The land around Toccoa Falls was traded to White settlers in 1783, and written accounts of the falls began to appear in publications in the nineteenth century. White folk tales about Toccoa Falls are recounted in the writings of Elizabeth F. Ellet and Charles Montgomery Skinner. Both Ellet's and Skinner's stories portray tension between the White settlers and the Native Americans of the area, describing the White settlers as victims of the Native Americans' violence. The stories, which Ellet and Skinner both independently suggest are apocryphal, involve a theme of White women tricking groups of men to walk off of Toccoa Falls, although the men are Native American in Skinner's story; however, in Ellet's account, the White woman has been forced by Native Americans to trick her fellow White settlers.

In the 1890s, ethnographer James Mooney compiled myths of the Cherokee while living with them for several years.

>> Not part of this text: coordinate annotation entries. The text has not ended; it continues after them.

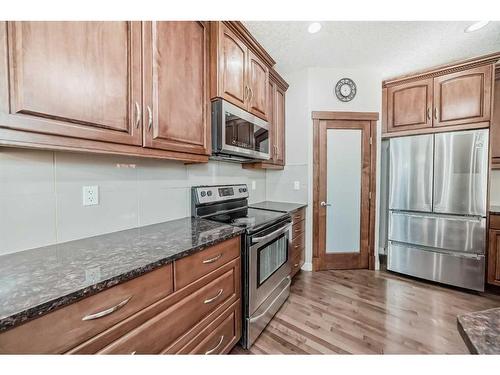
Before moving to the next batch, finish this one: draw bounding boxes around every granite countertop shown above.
[490,205,500,214]
[457,308,500,354]
[0,217,244,332]
[248,201,307,213]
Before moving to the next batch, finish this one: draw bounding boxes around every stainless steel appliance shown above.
[212,99,270,161]
[191,185,292,349]
[387,129,488,291]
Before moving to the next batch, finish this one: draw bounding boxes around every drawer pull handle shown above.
[205,335,224,354]
[202,254,222,264]
[203,289,224,304]
[82,296,132,320]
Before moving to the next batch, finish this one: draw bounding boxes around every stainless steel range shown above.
[191,185,292,349]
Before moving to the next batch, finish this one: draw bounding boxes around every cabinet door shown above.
[144,21,210,154]
[219,25,249,109]
[434,65,492,126]
[490,77,500,159]
[267,80,278,163]
[274,87,285,165]
[248,50,269,120]
[0,22,142,145]
[387,79,432,132]
[488,229,500,285]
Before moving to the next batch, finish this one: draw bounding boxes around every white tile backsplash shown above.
[0,148,267,254]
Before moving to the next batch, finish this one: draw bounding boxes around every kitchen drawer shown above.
[99,262,240,354]
[292,208,306,224]
[292,220,306,240]
[174,236,241,290]
[166,300,241,354]
[0,264,173,354]
[490,214,500,229]
[291,233,306,254]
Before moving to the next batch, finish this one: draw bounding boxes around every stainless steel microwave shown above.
[212,99,270,161]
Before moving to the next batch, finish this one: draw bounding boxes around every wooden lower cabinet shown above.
[487,214,500,286]
[0,237,241,354]
[290,208,306,277]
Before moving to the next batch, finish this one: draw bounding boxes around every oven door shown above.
[248,221,292,316]
[213,100,270,160]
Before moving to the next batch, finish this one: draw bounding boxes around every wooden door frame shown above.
[312,111,379,271]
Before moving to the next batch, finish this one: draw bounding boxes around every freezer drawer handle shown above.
[82,296,132,320]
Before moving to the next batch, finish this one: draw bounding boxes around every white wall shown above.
[0,148,266,255]
[266,68,382,269]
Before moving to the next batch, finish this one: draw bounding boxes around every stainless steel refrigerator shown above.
[387,129,488,291]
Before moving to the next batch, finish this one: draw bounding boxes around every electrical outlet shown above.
[85,267,101,284]
[82,185,99,206]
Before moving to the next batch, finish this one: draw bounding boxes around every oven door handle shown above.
[250,275,292,323]
[252,223,292,243]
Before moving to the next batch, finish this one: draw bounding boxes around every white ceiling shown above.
[244,21,500,79]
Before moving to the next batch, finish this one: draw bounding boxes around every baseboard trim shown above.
[301,262,312,271]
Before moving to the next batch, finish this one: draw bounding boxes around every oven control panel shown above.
[192,184,248,204]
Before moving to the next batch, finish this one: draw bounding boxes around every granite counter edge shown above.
[0,229,244,333]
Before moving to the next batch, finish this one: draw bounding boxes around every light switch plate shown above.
[82,185,99,206]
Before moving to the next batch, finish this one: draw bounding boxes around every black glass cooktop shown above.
[206,208,289,232]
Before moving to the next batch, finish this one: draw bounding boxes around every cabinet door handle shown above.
[82,296,132,320]
[202,253,222,264]
[147,105,153,130]
[135,102,141,128]
[205,335,224,354]
[203,289,224,304]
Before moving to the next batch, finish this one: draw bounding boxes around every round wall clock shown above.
[335,78,356,102]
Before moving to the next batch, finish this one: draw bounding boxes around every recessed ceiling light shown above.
[464,21,490,33]
[307,22,321,34]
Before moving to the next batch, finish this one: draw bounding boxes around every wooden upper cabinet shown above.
[0,22,142,145]
[434,65,493,126]
[248,50,269,118]
[387,78,432,132]
[274,86,285,165]
[143,21,210,155]
[211,22,274,121]
[219,27,249,108]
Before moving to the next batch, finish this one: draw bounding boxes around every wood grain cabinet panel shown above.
[0,264,173,354]
[144,21,210,155]
[490,75,500,162]
[488,229,500,285]
[219,25,249,109]
[99,268,240,354]
[0,22,142,145]
[248,50,269,119]
[274,87,285,166]
[433,65,493,126]
[387,79,433,132]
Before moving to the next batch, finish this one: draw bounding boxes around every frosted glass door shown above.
[326,129,362,254]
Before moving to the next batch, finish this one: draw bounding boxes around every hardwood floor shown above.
[232,270,500,354]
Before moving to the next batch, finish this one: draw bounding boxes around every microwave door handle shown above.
[252,223,292,243]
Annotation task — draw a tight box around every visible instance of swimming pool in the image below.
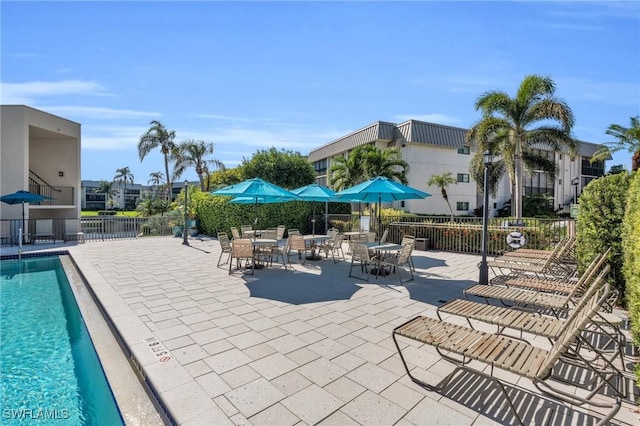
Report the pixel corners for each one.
[0,257,124,425]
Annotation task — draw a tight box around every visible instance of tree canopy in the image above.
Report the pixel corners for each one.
[329,145,409,191]
[238,147,316,189]
[591,115,640,171]
[467,75,578,219]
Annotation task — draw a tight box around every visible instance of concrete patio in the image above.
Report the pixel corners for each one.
[3,237,639,425]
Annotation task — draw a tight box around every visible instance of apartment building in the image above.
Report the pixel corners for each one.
[309,120,605,215]
[0,105,81,223]
[81,179,192,210]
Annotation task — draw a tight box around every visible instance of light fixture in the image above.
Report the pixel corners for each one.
[182,180,189,246]
[482,150,493,166]
[478,150,493,285]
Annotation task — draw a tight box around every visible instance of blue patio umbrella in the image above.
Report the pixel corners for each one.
[336,176,431,241]
[211,178,300,235]
[0,190,53,241]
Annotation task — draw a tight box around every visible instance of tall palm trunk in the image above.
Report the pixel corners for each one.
[164,154,173,201]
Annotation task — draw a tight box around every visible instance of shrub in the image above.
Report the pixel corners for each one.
[622,172,640,348]
[576,173,629,300]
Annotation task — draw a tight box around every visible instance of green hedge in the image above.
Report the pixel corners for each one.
[576,173,630,300]
[622,172,640,352]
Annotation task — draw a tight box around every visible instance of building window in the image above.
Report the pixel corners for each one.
[523,150,555,197]
[582,157,604,177]
[458,173,469,183]
[313,158,327,176]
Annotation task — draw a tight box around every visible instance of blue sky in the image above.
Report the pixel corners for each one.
[0,1,640,184]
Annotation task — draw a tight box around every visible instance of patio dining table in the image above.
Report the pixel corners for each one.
[302,234,333,260]
[367,242,402,275]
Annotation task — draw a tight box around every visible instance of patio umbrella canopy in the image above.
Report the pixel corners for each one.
[336,176,431,241]
[0,190,53,241]
[211,178,300,235]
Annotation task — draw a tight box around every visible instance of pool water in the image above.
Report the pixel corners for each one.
[0,257,124,426]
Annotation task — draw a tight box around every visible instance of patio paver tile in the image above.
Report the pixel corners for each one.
[297,358,347,387]
[347,362,398,393]
[204,348,252,374]
[282,385,342,425]
[249,403,300,426]
[342,390,404,426]
[225,377,286,418]
[249,352,298,380]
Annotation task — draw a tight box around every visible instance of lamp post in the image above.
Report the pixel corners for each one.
[182,180,189,246]
[478,151,493,285]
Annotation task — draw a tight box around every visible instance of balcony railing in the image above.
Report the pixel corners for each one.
[29,182,75,206]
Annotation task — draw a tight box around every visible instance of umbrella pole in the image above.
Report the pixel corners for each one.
[376,195,382,244]
[20,200,26,245]
[324,201,329,234]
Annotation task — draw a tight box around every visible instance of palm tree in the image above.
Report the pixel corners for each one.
[427,172,458,220]
[467,74,577,221]
[147,172,164,186]
[93,180,118,210]
[364,145,409,185]
[591,115,640,171]
[138,120,176,198]
[173,140,225,191]
[329,145,409,191]
[113,167,133,208]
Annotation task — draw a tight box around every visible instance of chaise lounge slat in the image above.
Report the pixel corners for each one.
[392,272,626,425]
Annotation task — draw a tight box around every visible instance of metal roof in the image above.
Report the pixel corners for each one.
[309,120,466,162]
[308,120,600,163]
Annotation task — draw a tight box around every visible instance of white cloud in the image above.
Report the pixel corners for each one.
[0,80,107,105]
[554,77,640,106]
[82,126,148,153]
[43,105,162,121]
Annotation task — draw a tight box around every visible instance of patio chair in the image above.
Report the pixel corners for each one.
[287,233,309,265]
[231,226,242,240]
[287,228,302,237]
[64,219,84,244]
[400,235,416,272]
[269,238,291,271]
[487,240,575,277]
[392,283,626,425]
[260,228,278,240]
[436,265,626,370]
[380,244,415,285]
[320,232,346,263]
[0,220,13,244]
[229,238,256,275]
[240,225,254,238]
[463,250,606,317]
[349,241,382,282]
[216,232,232,268]
[31,219,55,244]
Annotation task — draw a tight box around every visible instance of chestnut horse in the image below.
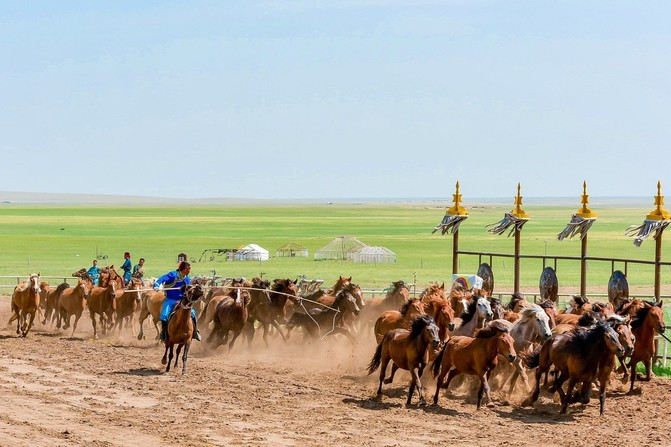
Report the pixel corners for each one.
[522,321,624,414]
[629,300,666,393]
[161,284,205,374]
[368,315,440,405]
[7,273,40,337]
[86,281,116,338]
[432,320,517,409]
[373,299,426,344]
[359,280,410,333]
[115,276,144,335]
[207,288,251,351]
[56,279,89,335]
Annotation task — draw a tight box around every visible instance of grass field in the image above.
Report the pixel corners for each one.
[0,201,671,294]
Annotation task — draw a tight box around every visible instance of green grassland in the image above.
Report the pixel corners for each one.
[0,204,671,294]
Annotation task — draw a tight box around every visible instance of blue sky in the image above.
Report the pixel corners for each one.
[0,0,671,199]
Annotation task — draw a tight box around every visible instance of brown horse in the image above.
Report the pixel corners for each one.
[432,320,517,409]
[286,284,359,343]
[137,290,165,341]
[629,300,666,393]
[56,279,89,335]
[161,284,205,374]
[115,276,143,335]
[368,315,440,405]
[207,288,252,351]
[87,280,116,338]
[373,299,426,344]
[7,273,40,337]
[359,280,410,333]
[523,321,624,414]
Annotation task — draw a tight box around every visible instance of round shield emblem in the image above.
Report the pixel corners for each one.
[538,267,559,303]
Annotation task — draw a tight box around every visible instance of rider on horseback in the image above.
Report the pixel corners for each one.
[154,261,201,341]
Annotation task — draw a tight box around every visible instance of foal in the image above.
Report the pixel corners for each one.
[368,315,440,405]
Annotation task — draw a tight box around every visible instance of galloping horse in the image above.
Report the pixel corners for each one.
[7,273,40,337]
[287,284,359,343]
[450,296,494,337]
[629,300,666,393]
[359,280,410,333]
[522,321,624,414]
[56,279,89,335]
[161,284,205,374]
[87,281,116,338]
[432,320,517,409]
[207,288,251,351]
[373,299,426,344]
[368,315,440,405]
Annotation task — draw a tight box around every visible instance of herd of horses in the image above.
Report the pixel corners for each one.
[9,266,665,414]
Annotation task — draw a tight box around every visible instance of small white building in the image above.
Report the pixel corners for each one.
[233,244,270,261]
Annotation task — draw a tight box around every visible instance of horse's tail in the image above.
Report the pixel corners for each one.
[368,337,387,374]
[519,345,543,369]
[431,343,447,377]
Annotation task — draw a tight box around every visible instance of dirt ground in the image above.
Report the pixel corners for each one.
[0,297,671,447]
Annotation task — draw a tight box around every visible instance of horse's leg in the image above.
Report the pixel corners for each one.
[559,377,575,414]
[89,310,98,339]
[377,350,393,396]
[384,362,398,385]
[182,340,191,375]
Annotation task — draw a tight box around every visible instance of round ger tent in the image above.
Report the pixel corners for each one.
[275,242,308,258]
[233,244,269,261]
[352,247,396,264]
[315,236,367,261]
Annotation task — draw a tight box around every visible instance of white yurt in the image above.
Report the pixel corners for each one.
[233,244,269,261]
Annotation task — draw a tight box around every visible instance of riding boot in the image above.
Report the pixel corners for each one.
[161,321,168,341]
[191,316,202,341]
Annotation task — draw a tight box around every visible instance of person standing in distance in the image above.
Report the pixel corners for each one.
[154,261,201,341]
[121,252,133,285]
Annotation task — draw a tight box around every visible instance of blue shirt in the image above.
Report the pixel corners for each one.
[154,270,191,301]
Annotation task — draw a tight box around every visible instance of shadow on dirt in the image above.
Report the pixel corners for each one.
[112,368,163,376]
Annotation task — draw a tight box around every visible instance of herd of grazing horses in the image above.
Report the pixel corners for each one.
[3,272,666,414]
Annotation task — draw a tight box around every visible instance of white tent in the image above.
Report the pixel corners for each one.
[233,244,269,261]
[352,246,396,264]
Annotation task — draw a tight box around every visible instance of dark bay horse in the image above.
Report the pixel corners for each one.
[286,285,359,343]
[432,320,517,409]
[7,273,40,337]
[368,315,440,405]
[629,300,666,393]
[523,321,624,414]
[161,284,205,374]
[207,288,252,351]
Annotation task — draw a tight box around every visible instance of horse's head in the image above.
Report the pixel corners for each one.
[410,315,440,349]
[608,318,636,355]
[473,296,494,321]
[595,321,625,357]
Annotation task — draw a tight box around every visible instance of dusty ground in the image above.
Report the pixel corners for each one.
[0,298,671,447]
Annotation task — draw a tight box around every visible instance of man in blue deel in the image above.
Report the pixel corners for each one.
[154,261,201,341]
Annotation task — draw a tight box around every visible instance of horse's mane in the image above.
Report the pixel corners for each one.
[631,301,654,329]
[399,300,415,317]
[566,321,610,358]
[460,297,478,325]
[410,315,433,338]
[475,320,508,338]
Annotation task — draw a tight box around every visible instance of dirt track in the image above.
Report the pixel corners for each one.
[0,298,671,447]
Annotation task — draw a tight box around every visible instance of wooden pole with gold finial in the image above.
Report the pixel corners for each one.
[446,181,468,274]
[576,180,599,297]
[511,183,530,293]
[645,181,671,301]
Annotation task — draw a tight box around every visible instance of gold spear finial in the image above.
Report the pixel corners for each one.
[511,183,531,219]
[445,181,468,216]
[576,180,599,219]
[645,180,671,220]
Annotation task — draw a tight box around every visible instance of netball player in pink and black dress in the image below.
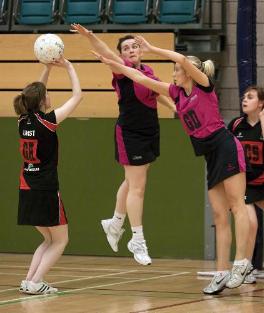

Mooney recounts a story about Toccoa Falls told to him by his half-Cherokee assistant in which, when the White newcomers saw Toccoa Falls for the first time, they saw a Cherokee woman walking underneath the water who then suddenly appeared on top of the falls after a moment. Mooney's assistant says that the woman in the story "must have been one of the Nûñnë'hï," a race of spirit people in Cherokee mythology.

==Dam break==

During the early morning hours of November 6, 1977, after five days of almost continual rain, the dam that impounded the waters of Kelly Barnes Lake (located above the Toccoa Falls College campus) burst, and 176 million gallons of water surged through the campus below in the space of a few minutes. Most of the college personnel who lived in the path of the flood were asleep at the time, and 39 of them were swept to their deaths in the raging waters of Toccoa Creek. The dam was not rebuilt.